1 pound flank or ribeye steak, Cut or shredded into very thin slices. Occasionally I have been able to find this already cut at the grocery store but if you have to slice it yourself, it’s much easier to put the steak in the freezer for about 10 to 15 minutes and then try to slice.
1/2 teaspoon salt
1/2 teaspoon pepper
1/2 teaspoon paprika
1/2 teaspoon garlic powder
1 teaspoon Italian seasoning
2 tablespoons oil
1 onion, sliced into rings
1 green bell pepper, cut into small slices
1 cup sliced mushrooms
8 slices of provolone cheese
4 hoagie rolls, split lengthwise
In a small bowl mix together spices and then gently sprinkle over steak. Heat one tablespoon oil in a skillet over medium high heat and sauté beef to desired doneness. Remove and keep warm.
Meanwhile heat remaining oil in a separate skillet and sauté onions, green peppers, and mushrooms until tender. Add steak to the vegetables and keep warm.
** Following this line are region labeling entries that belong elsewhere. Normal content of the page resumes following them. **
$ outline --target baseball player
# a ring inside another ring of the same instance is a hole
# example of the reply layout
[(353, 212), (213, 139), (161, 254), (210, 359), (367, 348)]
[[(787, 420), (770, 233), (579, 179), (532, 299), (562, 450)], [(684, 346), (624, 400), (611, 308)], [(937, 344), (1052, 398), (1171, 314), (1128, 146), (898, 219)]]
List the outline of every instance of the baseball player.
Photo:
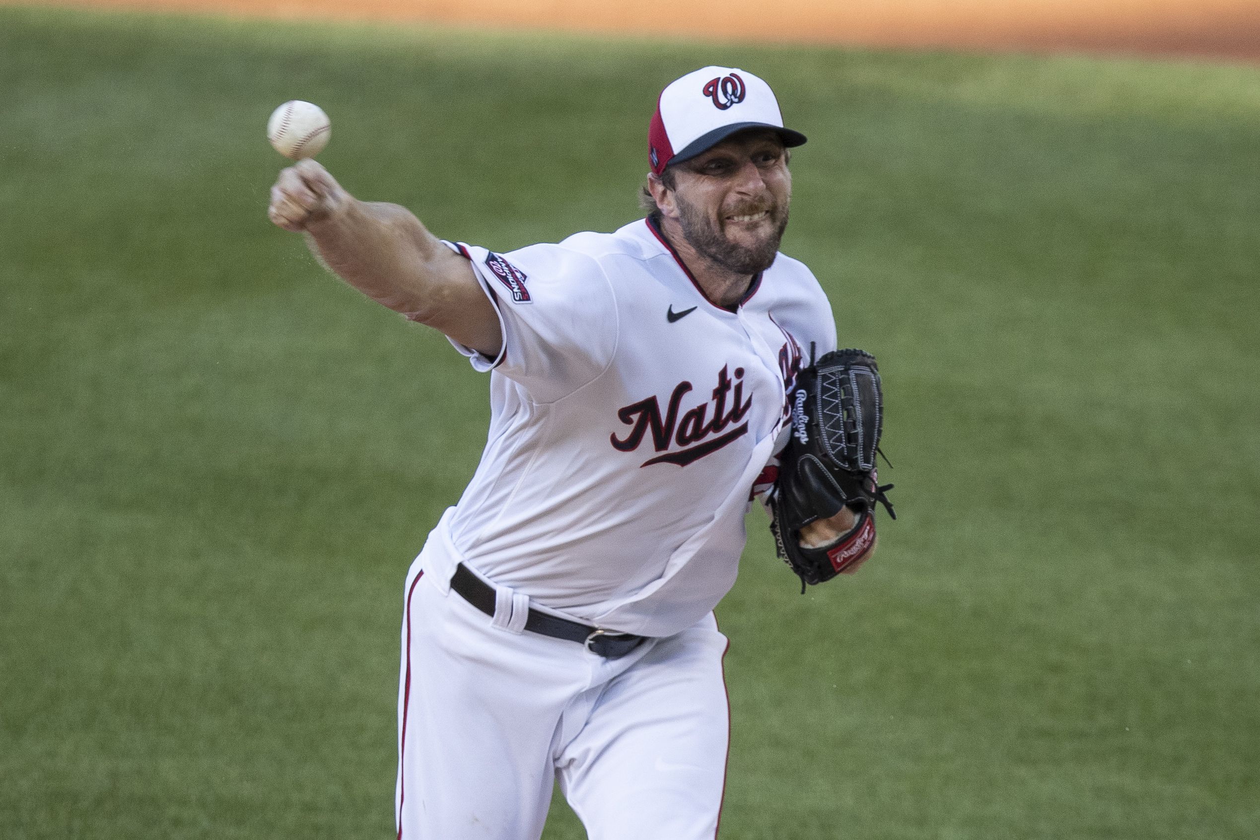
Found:
[[(794, 378), (835, 326), (777, 252), (805, 137), (762, 79), (683, 76), (648, 140), (645, 219), (501, 254), (359, 201), (310, 160), (272, 189), (272, 222), (490, 374), (480, 466), (404, 586), (402, 839), (536, 840), (553, 781), (595, 840), (716, 836), (713, 607)], [(828, 547), (854, 523), (845, 508), (799, 536)]]

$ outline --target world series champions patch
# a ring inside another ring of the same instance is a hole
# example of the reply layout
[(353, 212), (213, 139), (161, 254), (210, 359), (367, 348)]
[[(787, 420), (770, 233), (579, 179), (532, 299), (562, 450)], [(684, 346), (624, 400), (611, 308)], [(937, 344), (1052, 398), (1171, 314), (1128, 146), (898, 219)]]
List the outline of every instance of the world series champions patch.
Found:
[(520, 271), (510, 262), (504, 259), (496, 253), (491, 253), (485, 258), (486, 267), (494, 272), (494, 276), (499, 278), (508, 291), (512, 292), (512, 300), (517, 304), (529, 304), (529, 290), (525, 288), (525, 272)]

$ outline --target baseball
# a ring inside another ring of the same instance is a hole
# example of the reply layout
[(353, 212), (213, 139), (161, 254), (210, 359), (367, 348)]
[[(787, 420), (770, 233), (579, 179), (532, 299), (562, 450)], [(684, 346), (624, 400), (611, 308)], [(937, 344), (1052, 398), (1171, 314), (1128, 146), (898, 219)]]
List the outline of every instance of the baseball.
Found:
[(301, 99), (290, 99), (271, 112), (267, 140), (285, 157), (314, 157), (328, 145), (333, 123), (324, 108)]

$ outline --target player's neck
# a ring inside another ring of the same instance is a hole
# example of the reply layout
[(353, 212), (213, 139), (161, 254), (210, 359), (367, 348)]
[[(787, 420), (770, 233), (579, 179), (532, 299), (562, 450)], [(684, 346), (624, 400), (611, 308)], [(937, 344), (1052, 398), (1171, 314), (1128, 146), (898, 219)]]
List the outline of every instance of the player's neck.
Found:
[(748, 293), (748, 286), (756, 275), (741, 275), (718, 266), (692, 247), (683, 236), (682, 225), (670, 218), (663, 217), (659, 228), (709, 301), (723, 309), (735, 309)]

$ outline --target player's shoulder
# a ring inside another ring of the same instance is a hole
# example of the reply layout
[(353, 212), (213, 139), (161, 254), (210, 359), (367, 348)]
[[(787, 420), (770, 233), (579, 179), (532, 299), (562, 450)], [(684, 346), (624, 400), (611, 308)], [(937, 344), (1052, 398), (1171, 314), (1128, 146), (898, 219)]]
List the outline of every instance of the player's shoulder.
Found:
[(827, 304), (827, 292), (809, 266), (781, 251), (775, 256), (774, 264), (766, 270), (762, 285), (769, 292), (767, 297), (780, 305)]
[(653, 247), (648, 237), (648, 225), (643, 219), (622, 225), (612, 233), (591, 230), (575, 233), (561, 242), (559, 247), (585, 253), (601, 263), (615, 257), (649, 259), (659, 254), (659, 249)]
[(814, 272), (799, 259), (780, 252), (750, 302), (760, 304), (775, 322), (794, 334), (824, 345), (834, 341), (832, 302)]

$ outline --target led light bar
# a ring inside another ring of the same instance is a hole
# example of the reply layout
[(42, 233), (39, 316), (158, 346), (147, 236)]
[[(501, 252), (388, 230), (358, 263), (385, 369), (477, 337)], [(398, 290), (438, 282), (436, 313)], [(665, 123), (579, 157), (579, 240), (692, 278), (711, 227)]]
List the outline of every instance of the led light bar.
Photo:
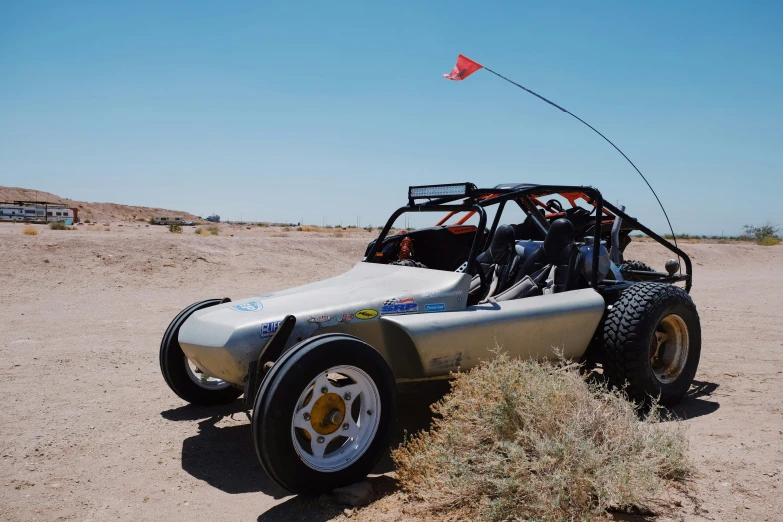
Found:
[(450, 183), (447, 185), (420, 185), (408, 187), (408, 199), (438, 198), (445, 196), (467, 196), (471, 183)]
Preheat oven to broil. Butter hoagie buns and then lay a slice of cheese over each side. Divide steak onto four buns in line with another slice of cheese. Put on a baking sheet and broil for a few minutes.
When top is brown, remove from oven, press sandwich together, and cut in half. Serve warm.
My parents gave my kids a funnel cake kit one time as a Christmas present and I still don’t think they’ve gotten over the fact that I threw out the “special funnel” years ago. At the fair, you can see the funnel cakes topped with all different sorts of toppings. I still prefer the original with powdered sugar. It’s almost like a state fair beignet.
1 tablespoon sugar
1 teaspoon baking soda
1 teaspoon salt
2 cups all-purpose flour
1 egg, beaten
2 cups milk
4 tablespoons butter
Combined milk and egg in a large bowl. In a separate bowl, combine dry ingredients: flour, salt, baking soda, and sugar. Gradually add dry to the wet ingredients until a smooth batter forms. Mix in the melted butter. When ready to cook, pour batter into a funnel or a squeeze bottle. Be sure to hold in with your finger so the battery does not come out.
Heat oil in a small deep fryer or skillet with oil about an inch deep. When oil is hot, carefully remove your finger from the funnel and allow a stream of batter to form a circle moving it around constantly to create squiggly spiral shapes. Fry for about two to three minutes until golden brown carefully turning once if necessary. Remove from oil with a large slotted spoon or spider and sprinkle with powdered sugar.
Fresh Squeezed Lemonade
12 lemons, the larger the better
1 cup of sugar
Squeeze the juice of eight of the 12 lemons. Strain the juice for seeds, but make sure the pulp goes into the lemonade. Add sugar to lemon juice and stir until dissolved. Add 1 1/2 quarts of the cold water and check for sweetness.
Remember that it should be on the strong side, as ice will be added. Adjust according to your taste. Slice remaining lemons 1/2 to 1/4 inch thick so they will hold up to the stirring and pouring. Add the sliced lemons and ice to the lemonade, taste and adjust, if necessary, with more sugar or lemons.